A: The CA-17 provides management and OWCP with an interim medical report containing information as to the employee’s ability to return to any type of work. The employee is responsible for having the attending physician complete the CA-17 at each visit when there is a change in medical condition and for its prompt return to the ICCO or control point. Management is responsible for providing you with a CA-17. The injury compensation department submits the completed form to OWCP within 10 days from date of receipt.

 

Q: How do I get paid for being off work due to my on the job injury.

 

A: If you lose time from work due to your injury, you may be entitled to compensation from OWCP. You will have to request LWOP from the Postal Service and fill out the appropriate documentation to request compensation from OWCP. Please do the following if you would like OWCP to pay you:

 

Fill out your 3971 and mark LWOP.

Get a completed copy of your 3971 from your supervisor

Have documentation to support your absence.

Fill out a CA-7.

If the period claimed on the CA-7 is intermittent, you need also to complete a CA-7a “Time Analysis Form”.
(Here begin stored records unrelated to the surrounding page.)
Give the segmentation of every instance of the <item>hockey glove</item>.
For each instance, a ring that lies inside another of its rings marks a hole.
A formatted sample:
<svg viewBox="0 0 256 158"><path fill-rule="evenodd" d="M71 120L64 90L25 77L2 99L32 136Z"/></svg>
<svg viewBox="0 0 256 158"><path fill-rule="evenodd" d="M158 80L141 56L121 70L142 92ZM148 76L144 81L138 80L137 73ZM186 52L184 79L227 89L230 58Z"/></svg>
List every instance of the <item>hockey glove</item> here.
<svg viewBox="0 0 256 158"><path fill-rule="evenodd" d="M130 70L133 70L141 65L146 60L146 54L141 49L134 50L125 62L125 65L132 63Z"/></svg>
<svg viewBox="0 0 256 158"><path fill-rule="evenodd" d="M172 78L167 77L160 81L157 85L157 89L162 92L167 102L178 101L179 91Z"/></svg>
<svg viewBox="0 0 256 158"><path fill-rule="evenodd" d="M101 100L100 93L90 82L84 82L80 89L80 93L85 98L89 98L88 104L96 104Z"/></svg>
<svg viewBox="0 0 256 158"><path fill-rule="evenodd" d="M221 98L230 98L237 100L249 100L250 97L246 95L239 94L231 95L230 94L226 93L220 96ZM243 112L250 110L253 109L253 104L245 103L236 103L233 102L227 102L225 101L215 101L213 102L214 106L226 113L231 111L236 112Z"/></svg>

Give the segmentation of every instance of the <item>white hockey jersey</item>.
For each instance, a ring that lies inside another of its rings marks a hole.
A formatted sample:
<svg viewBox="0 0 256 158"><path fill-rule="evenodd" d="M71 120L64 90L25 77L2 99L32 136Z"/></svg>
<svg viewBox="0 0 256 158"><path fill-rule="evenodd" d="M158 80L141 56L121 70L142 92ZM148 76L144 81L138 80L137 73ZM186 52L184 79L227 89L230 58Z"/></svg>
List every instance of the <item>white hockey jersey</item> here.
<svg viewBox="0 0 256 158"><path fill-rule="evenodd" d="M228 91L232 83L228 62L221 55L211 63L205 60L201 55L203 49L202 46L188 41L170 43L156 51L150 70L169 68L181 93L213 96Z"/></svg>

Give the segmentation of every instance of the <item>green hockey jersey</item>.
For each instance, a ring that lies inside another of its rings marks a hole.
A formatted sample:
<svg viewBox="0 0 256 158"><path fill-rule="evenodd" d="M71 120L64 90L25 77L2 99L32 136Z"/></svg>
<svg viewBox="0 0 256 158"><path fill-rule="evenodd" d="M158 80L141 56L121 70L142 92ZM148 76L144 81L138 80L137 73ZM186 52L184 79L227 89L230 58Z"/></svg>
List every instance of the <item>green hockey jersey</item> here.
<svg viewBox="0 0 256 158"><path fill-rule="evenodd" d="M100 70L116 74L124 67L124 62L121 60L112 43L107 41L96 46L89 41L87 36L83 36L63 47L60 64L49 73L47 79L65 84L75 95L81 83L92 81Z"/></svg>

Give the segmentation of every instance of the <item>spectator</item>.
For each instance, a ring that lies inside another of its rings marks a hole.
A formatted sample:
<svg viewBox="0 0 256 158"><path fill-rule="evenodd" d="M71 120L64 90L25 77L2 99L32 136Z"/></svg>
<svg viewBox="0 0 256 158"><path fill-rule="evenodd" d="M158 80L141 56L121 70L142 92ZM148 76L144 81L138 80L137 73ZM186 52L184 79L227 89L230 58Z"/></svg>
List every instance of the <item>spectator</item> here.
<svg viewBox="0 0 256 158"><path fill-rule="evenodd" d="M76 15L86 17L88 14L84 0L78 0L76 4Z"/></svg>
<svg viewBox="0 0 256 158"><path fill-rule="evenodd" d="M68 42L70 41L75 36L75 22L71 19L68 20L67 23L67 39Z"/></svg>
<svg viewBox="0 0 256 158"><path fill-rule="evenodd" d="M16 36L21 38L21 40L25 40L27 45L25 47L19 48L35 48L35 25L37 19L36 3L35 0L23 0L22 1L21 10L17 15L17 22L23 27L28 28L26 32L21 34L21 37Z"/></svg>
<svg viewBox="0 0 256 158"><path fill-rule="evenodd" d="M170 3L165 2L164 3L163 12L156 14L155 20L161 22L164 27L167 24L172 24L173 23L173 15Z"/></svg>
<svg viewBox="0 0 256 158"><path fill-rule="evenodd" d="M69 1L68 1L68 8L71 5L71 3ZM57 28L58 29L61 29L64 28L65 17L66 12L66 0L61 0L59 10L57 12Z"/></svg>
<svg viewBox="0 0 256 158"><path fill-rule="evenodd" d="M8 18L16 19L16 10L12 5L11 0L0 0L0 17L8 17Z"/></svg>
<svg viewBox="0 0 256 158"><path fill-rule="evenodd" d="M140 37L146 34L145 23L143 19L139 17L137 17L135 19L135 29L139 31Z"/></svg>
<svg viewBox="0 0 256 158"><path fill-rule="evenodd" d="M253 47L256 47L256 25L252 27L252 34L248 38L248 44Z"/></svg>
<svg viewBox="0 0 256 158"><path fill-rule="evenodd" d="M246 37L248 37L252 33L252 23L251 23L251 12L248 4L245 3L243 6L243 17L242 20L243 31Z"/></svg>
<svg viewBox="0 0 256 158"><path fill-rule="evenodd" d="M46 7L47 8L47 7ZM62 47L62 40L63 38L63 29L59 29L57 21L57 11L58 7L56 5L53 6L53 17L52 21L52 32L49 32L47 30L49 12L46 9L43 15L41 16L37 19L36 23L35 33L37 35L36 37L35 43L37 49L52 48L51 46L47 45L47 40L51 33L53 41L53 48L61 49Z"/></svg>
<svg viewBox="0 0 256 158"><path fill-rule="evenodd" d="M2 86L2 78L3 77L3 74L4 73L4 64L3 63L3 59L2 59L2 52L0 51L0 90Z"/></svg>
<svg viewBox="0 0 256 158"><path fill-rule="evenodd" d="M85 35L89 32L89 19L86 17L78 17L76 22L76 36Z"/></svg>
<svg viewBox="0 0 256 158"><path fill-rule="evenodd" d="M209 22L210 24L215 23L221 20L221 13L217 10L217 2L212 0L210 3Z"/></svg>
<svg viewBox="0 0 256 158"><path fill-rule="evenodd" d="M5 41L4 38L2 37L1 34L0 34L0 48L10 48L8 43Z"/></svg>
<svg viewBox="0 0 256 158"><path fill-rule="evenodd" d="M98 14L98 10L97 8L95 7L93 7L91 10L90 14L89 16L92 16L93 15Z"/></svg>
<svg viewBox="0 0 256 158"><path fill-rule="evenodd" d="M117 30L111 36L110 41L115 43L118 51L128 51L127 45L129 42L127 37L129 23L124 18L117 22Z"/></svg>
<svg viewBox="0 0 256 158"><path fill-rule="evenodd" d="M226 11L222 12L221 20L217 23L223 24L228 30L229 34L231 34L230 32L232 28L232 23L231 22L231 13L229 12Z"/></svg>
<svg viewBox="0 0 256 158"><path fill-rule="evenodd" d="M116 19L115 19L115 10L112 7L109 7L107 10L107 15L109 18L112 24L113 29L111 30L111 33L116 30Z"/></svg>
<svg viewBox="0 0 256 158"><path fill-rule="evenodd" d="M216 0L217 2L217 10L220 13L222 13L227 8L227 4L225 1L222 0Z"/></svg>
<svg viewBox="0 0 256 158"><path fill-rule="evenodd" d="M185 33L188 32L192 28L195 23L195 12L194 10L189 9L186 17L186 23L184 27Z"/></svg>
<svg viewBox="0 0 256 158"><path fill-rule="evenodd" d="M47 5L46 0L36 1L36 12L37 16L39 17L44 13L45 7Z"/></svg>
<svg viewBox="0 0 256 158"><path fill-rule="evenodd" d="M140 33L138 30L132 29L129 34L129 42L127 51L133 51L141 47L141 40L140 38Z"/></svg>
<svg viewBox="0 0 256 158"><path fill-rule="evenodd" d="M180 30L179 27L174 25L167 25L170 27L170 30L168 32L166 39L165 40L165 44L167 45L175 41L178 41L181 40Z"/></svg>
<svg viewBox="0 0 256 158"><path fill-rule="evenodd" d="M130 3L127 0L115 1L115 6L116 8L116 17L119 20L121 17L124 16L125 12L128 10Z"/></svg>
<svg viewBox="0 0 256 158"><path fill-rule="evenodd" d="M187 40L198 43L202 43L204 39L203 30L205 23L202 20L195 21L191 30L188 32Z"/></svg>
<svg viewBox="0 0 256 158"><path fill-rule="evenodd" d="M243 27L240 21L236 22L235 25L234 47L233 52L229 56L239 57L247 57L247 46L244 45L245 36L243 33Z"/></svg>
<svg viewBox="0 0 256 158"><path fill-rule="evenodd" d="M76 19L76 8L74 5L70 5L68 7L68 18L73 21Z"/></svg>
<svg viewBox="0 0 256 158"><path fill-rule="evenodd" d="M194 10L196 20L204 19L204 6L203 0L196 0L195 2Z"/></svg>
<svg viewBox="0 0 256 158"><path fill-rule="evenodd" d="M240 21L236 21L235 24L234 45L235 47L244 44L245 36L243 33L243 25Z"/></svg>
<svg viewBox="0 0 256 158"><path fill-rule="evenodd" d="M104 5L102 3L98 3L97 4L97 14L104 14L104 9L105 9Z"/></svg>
Submit all of the above to injury compensation or to your local supervisor. Please keep copies of all documentation.

 

Q Management paid me sick leave when I requested LWOP what should I do?

 

A: You should always fill out a 3971 to indicate what type of leave you wish to have. Make and keep a copy of your 3971 indicating you wish to receive LWOP. File a grievance for management paying you sick leave when you requested LWOP. The remedy would include that management switch your sick leave to LWOP.

 

Q: Management does not have any OWCP forms, what should I do?

 

A: You should inform your shop steward so that a grievance can be filed.

 

Q: I have a medical restriction and my supervisor keeps forcing me to violate it. What should I do?

 

A: Be sure to have a copy of your medical restrictions. Inform your supervisor that you are not able to perform the duty because it is outside of your medical restrictions. You should also file a grievance for the improper instruction.

 

Q: How do I receive my compensation payment via direct deposit?

 

A: To receive compensation payments via Electronic Funds Transfer (EFT), please complete form SF-1199a “Direct Deposit Form” and mail it to U.S. Department of Labor, DFEC Central Mailroom, and P.O. Box 8300, London, KY, 40742-8300. You must ensure your case file number is on the form. The SF-1199a is available on a variety of websites including the General Services Administration site at http://www.gsa.gov/portal/forms/download/4DE12D5D772A58F905256B8E0064956C.

 

Q: How do I request a change of physician?

 

A: To request a change of physician, put the request in writing, detail the reason why you wish to change physicians, include the new physician’s name, specialty, and contact information, and sign the request. This needs to be mailed to U.S. Department of Labor, DFEC Central Mailroom, and P.O. Box 8300, London, KY, 40742-8300. Your claims examiner will review the request and advise you whether the change is approved. As is always the case, please be sure to include your claim number on every page you send. You will receive written notice of the approval of your request.